Here come the latest 7-piece drum mics from Shure, which rely on their new model range called “PG Alta” or simply “PGA”. Those microphones are highly cost-effective and yet retain that professional quality for which Shure is renowned. If you cannot afford premium sets of drum mics and still want to get every bit of quality, then PGADRUMKIT7 will be your best investment. For only about $500, you are offered a complete package with a road case, mount accessories, cables and amazing quality mics… The clean and natural sound reproduction along with convenient design makes it great for both live jamming and budget recordings alike.
What’s in the box
- 1x PGA52 for kick drum
- 3x A25D clips
- 3x PGA56 for toms
- 3x AP56DM rim mounts
- 1x PGA57 for snare
- 7x C15J 15 foot (4.6 m) XLR cables
- 2x PGA81 for overheads
- 1x 95F16526 carrying case
Shure PGA52 review / kick drum
The new kick mic from Shure is an ass-kicker! We’ve been used to their Beta 52a for over a decade and all agreed that it was a great mic, although it did have its own distinctive sound that many people would disfavor. Particularly, it sounded too deep and no matter how positioned, it just couldn’t be flexible enough to accommodate for different playing styles and especially smaller size drums. The rock music would sound richer and fuller but the jazz would become unbearable. Adding up, that loud and clean attack of Beta was put together well, but in terms of freq. response and naturalness, it could have had more balance.
Shure PGA52 and Beta52a, although sharing the same series number are actually two completely different mics with different capsules. PGA52 is lighter, it has more gain / sensitivity and the sound is unbelievable – nothing like the old model! This time Shure has brought up a better-balanced attack while also tuning the lower range… The bass part is now nicely defined and has a more appropriate frequency peak (76 Hz). Overall, not only did the sound improve and became more natural, it has actually gained much more flexibility for the use in various kinds of setups!
It was really amazing to see it working equally awesome for both a noisy metal band with 24” and a calm pop drummer on a different 20” kick drum.
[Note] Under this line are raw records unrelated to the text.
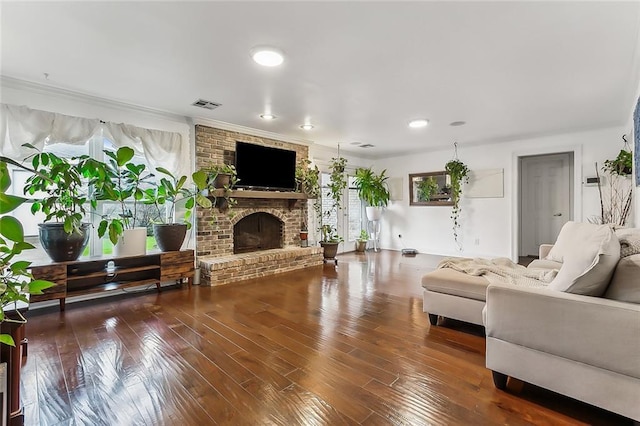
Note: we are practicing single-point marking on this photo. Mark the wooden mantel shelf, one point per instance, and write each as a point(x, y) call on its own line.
point(292, 197)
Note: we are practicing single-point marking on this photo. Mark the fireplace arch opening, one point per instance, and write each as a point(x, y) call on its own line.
point(257, 231)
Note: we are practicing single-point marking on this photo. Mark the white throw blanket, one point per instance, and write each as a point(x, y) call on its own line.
point(500, 270)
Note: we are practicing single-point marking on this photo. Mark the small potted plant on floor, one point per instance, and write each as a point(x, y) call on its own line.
point(361, 241)
point(372, 189)
point(169, 192)
point(337, 184)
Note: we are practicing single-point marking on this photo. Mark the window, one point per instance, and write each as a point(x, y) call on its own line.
point(93, 147)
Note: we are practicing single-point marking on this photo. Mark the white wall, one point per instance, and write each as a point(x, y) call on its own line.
point(490, 221)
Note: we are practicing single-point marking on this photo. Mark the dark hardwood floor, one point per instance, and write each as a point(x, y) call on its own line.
point(323, 346)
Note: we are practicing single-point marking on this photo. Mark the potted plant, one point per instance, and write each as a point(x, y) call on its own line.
point(170, 191)
point(372, 188)
point(308, 178)
point(120, 180)
point(57, 185)
point(361, 241)
point(337, 184)
point(459, 174)
point(426, 188)
point(330, 242)
point(15, 279)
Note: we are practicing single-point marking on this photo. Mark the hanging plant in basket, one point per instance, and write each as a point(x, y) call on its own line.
point(459, 174)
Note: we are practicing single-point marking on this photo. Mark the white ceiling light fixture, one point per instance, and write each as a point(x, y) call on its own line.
point(421, 122)
point(267, 56)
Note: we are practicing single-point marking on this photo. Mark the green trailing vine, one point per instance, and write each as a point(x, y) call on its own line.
point(459, 174)
point(336, 186)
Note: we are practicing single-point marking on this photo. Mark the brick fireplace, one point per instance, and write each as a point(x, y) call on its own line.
point(258, 236)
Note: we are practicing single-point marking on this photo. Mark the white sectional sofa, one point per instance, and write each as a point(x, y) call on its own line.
point(578, 336)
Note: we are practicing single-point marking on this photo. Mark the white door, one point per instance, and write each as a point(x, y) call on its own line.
point(545, 199)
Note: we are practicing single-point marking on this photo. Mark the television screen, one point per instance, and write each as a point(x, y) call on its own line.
point(265, 168)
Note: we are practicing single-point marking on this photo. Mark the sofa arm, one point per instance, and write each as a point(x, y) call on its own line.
point(544, 250)
point(595, 331)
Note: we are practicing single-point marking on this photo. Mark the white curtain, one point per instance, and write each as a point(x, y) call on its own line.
point(20, 125)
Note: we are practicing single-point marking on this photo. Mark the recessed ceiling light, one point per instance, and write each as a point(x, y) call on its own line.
point(422, 122)
point(267, 56)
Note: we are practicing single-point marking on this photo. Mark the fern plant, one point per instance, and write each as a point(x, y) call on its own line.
point(459, 174)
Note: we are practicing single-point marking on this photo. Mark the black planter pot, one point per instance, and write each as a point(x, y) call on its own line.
point(169, 237)
point(330, 251)
point(60, 246)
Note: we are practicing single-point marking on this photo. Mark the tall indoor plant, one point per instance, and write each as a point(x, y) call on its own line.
point(15, 279)
point(121, 181)
point(166, 195)
point(459, 174)
point(372, 188)
point(337, 184)
point(57, 186)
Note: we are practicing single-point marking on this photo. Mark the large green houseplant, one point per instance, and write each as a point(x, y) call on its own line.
point(15, 279)
point(169, 192)
point(372, 188)
point(120, 180)
point(459, 174)
point(57, 185)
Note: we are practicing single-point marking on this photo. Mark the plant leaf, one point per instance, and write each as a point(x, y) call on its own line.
point(11, 228)
point(10, 202)
point(7, 339)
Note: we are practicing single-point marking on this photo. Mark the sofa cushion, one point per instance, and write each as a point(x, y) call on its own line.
point(588, 267)
point(544, 264)
point(629, 241)
point(570, 235)
point(456, 283)
point(625, 284)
The trick was partly about positioning; depending on the placement, we were able to get some good combinations of sharpness and depth. Other kick drum mics hardly offer such flexibility – usually there is only a single position where the sound is OK and anything else results in something harsh or unnatural. On the other hand, PGA52 seems to have that very good balance right from the start – and that’s the other part of the trick.
Shure PGA56 review / toms
PGA56 sounds kind of similar to SM57 on high toms and gets the job done just fine. Although it is a relatively cheap mic, I find it that tom mics do not actually have to be expensive in order to sound decent (unlike the overheads), so I really cannot complain. Yes, there are certainly better models out there, for example my favorite Sennheiser MD421. However, very few can afford it and since we are reviewing a budget set, such comparisons are irrelevant. On the other hand, many mics are worse, and I am glad that PGA56 sounds pretty natural without being congested or ringy like some others.
On low tom, PGA56 sounds even better, wider and clearer – a bit better than I thought it would. I like it more than SM57, which tends to add some strange cloudy midrange, but still it is not as good as the original Beta 56a. No wonder the old Beta still rocks, as it is more than twice as expensive! Like the new kick mic, PGA56 has some good amount of gain and a nice looking design. The rim mounts that come along with those are very convenient. You can quickly set them up and remove without any issues. I wish all my microphones had the mounts like these!
Shure PGA57 for snare
PGA57 has a smooth frequency pattern and it’s capable of providing natural sound with good amount of detail – and that is quite very important for snares. It has a gently fading low frequency roll off, which I find more appropriate than the original SM57. The mid-range is transmitted beautifully but I find it lacking the crispiness comparing to professional models. However, the extended response isn’t considered a big deal for snares, as there are mostly only subtle harmonics… As long as it has natural mids and upper-mids, you get a very satisfying sound for the price.
Shure PGA81 as overheads
PGA81 turned out to be another pleasant surprise –these are excellent overheads for those who cannot afford the original SM81 that cost 3 times as more. Those condensers are just as crisp and offer a nice transient response due to their diaphragm size. The frequency pattern is similar, still somewhat smooth but not flat. For instruments, this could have made a difference; for overheads, this isn’t that crucial. In fact, you will not notice any audible difference between this and professional models, so unless you are very picky and do a lot of professional recording, you won’t find any reason not to love those new Shure’s overheads.
Overall, those are very great mics and what’s most important is they have an unbeatable price. There is no deceit – PG Alta is a very recent release and as the trend goes, new models generally cost less to produce. Every single piece included in this set is actually good by itself (especially that amazing kick drum and the overheads), so you can be assured of a quality sound. Each mic also comes with its own wire and mounting tool, which is a nice and thrifty addition. Setting it up is a breeze and once locked, nothing ever goes loose – a pleasure to work with in all aspects!